I am looking for a name that is quintessential hipster name. Here are the criteria:

I started by looking for a name that seems to follow that pattern - Hazel.

hazel <- subset(names, Name == "Hazel" & Gender =="F")
hazel  %>%
select (Name, Year, Count) %>%
ggvis(~Year, ~Count, stroke = ~factor(Name)) %>%
layer_lines()

That’s a great start. Hazel reached it’s peak popularity in the late 1910’s and then declined sharply, now it’s back. Let’s try another guess to look for good count thresholds.

violet <- subset(names, Name == "Violet" & Gender =="F")
violet  %>%
select (Name, Year, Count) %>%
ggvis(~Year, ~Count, stroke = ~factor(Name)) %>%
layer_lines()

Both names seem to have the same trend.

That’s the criteria I want to use to look for those names.

df1 <- subset(names , Gender =="F" & Year >= 1915 & Year <= 1935 & Count > 3000)
df2 <- subset(names, Gender == "F" & Year == 1980 & Count <= 1000)
df3 <- subset(names , Gender == "F" & Year >= 2010 & Year <= 2014 & Count > 2000)

Created three data frames to match my criteria.

Now, let’s see how many names will be charted

names   %>%
filter(Gender == 'F', Name %in% df1$Name, Name %in% df2$Name, Name %in% df3$Name)  %>%
select (Name, Year, Count) %>%
ggvis(~Year, ~Count, stroke = ~factor(Name)) %>%
layer_lines()

That’s a solid set of names and many seem to fit into the mold that I was envisioning.

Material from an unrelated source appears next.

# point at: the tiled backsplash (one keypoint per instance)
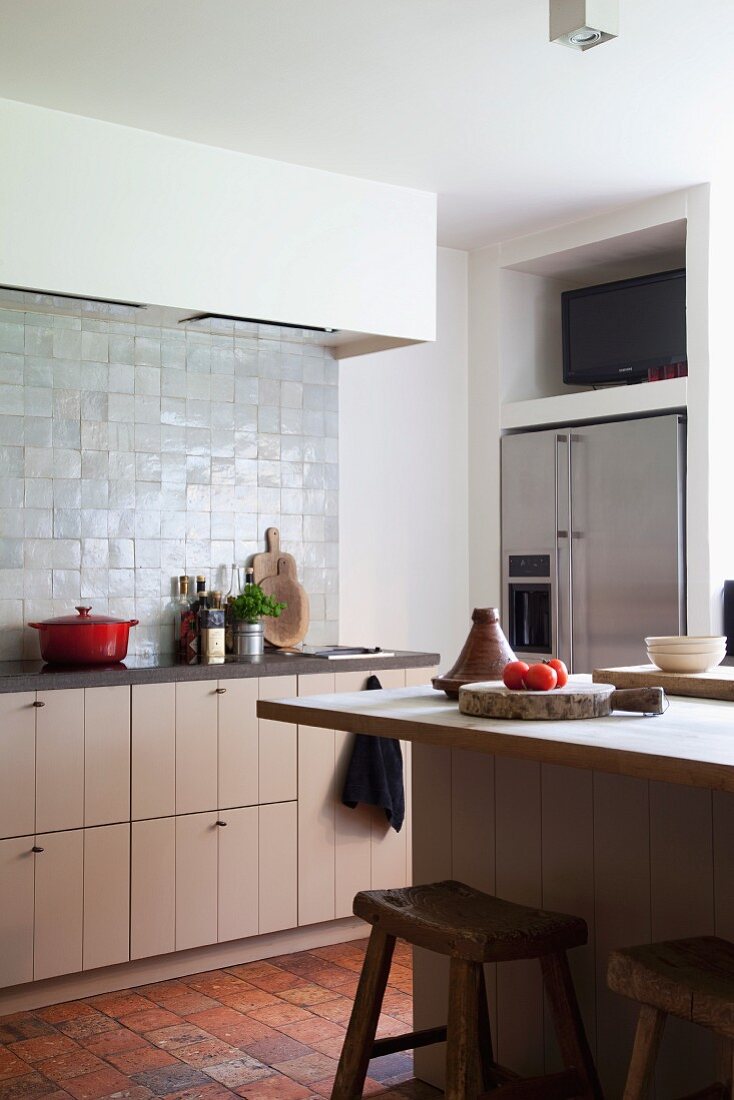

Let’s try the same with boy’s names.

df4 <- subset(names , Gender =="M" & Year >= 1915 & Year <= 1935 & Count > 3000)
df5 <- subset(names, Gender == "M" & Year == 1980 & Count <= 1000)
df6 <- subset(names , Gender == "M" & Year >= 2010 & Year <= 2014 & Count > 2000)
names   %>%
filter(Gender == 'M', Name %in% df4$Name, Name %in% df5$Name, Name %in% df6$Name)  %>%
select (Name, Year, Count) %>%
ggvis(~Year, ~Count, stroke = ~factor(Name)) %>%
layer_lines()

Well, that’s a much different outcome than I was looking for. Just one name.

I tried to add more names by halving each Count threshold.

df4 <- subset(names , Gender =="M" & Year >= 1915 & Year <= 1935 & Count > 1500)
df5 <- subset(names, Gender == "M" & Year == 1980 & Count <= 500)
df6 <- subset(names , Gender == "M" & Year >= 2010 & Year <= 2014 & Count > 1000)
names   %>%
filter(Gender == 'M', Name %in% df4$Name, Name %in% df5$Name, Name %in% df6$Name)  %>%
select (Name, Year, Count) %>%
ggvis(~Year, ~Count, stroke = ~factor(Name)) %>%
layer_lines()

Even then I’m left with just three names.